Scientists from MIPT, along with international researchers, have presented a new stereo vision algorithm, Un-ViTAStereo, which allows robots and drones to "see" the world in volume—without expensive lidars and complex manual markup.
Simply put, the system learns to determine the distance to objects in the same way as a human—using two images. But it does this more accurately and stably, especially in difficult conditions.
The development is based on the Depth Anything V2 model. It analyzes a single image and estimates the depth of the scene based on indirect signs such as shadows, perspective, and overlaps. Then, the algorithm filters only the data that matches the "prompts" of the mentor model and builds an accurate distance map based on them.
The system works in three steps: first, it checks each pixel, then "completes" problem areas through neighboring points, and finally smooths the result to obtain a complete picture.
The result is a noticeable increase in accuracy. In drone tests (KITTI 2015 dataset), the proportion of gross errors decreased to 5%. This is 23% fewer critical errors in determining distances.

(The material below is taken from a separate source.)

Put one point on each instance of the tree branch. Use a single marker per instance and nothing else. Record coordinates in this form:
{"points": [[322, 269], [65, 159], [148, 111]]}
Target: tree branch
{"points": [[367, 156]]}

Traditional stereo vision systems often "go blind" in complex scenes—for example, in front of uniform surfaces, in fog, or among dense foliage. The new algorithm partially solves this problem and remains more accessible for implementation, as it does not require lidars—one of the most expensive elements in autonomous transport systems.
The developers note that this is only the first step. In the future, they plan to make the algorithm self-learning and further enhance its accuracy using lidar data.